Выбрать главу

In eerste instantie zagen ze niets; door de felle regen en de door wind geteisterde zee konden ze de boeg van het schip niet eens duidelijk zien. Sommige matrozen zetten het zelfs op een juichen, ervan overtuigd dat ze de achtervolgers hadden afgeschud.

Maar Tanis, die zijn blik op het westen gericht hield, wist dat alleen de dood de Drakenheer van de achtervolging zou afhouden. En inderdaad, al snel ging het gejuich van de matrozen over in geschrokken kreten, toen de kop van een blauwe draak opeens de grijze wolken doorkliefde. De haat spatte uit zijn vuurrode ogen en zijn muil vol scherpe tanden was dreigend geopend.

Hoewel de draak werd geteisterd door windvlagen, regen en hagel, slaagde hij er met zijn machtige vleugels in om nog dichterbij te komen. Op de rug van de blauwe draak zat een Drakenheer. Ze had geen wapen bij zich, zag Tanis verbitterd. Dat had ze ook niet nodig. Ze hoefde alleen maar Berem te grijpen, en dan zou haar draak met de rest van hen afrekenen. Ellendig boog Tanis het hoofd, wetend wat er zou gebeuren en wetend dat hij er verantwoordelijk voor was.

Toen keek hij op. Er is nog één kans, dacht hij wild. Misschien herkent ze Berem niet... en dan zou ze hen niet allemaal durven doden, uit angst dat hij het niet zou overleven. Hij draaide zich om naar de stuurman, maar meteen werd zijn woeste hoop de grond in geboord. Het leek wel of de goden tegen hen samenspanden.

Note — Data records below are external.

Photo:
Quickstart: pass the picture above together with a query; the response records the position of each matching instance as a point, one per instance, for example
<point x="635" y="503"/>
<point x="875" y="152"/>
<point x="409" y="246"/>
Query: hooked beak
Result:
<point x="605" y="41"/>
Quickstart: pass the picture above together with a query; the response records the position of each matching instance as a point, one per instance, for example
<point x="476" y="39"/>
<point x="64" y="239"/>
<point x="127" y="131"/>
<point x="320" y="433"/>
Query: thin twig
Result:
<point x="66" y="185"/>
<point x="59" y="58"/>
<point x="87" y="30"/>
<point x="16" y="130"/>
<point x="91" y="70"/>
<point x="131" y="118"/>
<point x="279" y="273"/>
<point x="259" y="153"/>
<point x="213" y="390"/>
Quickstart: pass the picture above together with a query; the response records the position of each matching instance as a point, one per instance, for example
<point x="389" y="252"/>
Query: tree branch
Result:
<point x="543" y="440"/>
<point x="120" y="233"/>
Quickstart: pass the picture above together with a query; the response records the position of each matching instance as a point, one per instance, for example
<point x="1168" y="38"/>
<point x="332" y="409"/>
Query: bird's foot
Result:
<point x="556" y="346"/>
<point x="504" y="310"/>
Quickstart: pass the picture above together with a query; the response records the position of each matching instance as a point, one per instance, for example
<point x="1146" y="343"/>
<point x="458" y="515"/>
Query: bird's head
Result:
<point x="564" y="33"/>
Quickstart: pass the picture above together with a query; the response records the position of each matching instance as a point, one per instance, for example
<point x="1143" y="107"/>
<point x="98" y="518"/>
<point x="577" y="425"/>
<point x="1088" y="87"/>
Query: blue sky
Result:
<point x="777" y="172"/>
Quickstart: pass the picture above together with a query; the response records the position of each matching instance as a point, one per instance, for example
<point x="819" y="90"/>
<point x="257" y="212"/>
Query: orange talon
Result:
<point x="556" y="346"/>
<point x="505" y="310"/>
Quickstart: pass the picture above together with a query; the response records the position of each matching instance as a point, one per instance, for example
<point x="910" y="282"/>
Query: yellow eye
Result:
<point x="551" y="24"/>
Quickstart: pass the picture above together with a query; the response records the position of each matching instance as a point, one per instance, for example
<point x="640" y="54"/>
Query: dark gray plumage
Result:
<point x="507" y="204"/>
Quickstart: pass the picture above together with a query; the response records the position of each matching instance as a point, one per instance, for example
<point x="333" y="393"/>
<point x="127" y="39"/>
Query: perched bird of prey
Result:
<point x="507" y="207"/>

De wind had Berems shirt open geblazen. Dwars door het grijze regengordijn heen zag Tanis het groene juweel in de borst van de man, dat een nog feller licht uitstraalde dan de groene bliksem, als een gruwelijk baken in de storm. Berem merkte het niet. Hij zag de draak niet eens. Zijn blik was strak op de storm gericht terwijl hij het schip steeds verder de Bloedzee van Istar op stuurde.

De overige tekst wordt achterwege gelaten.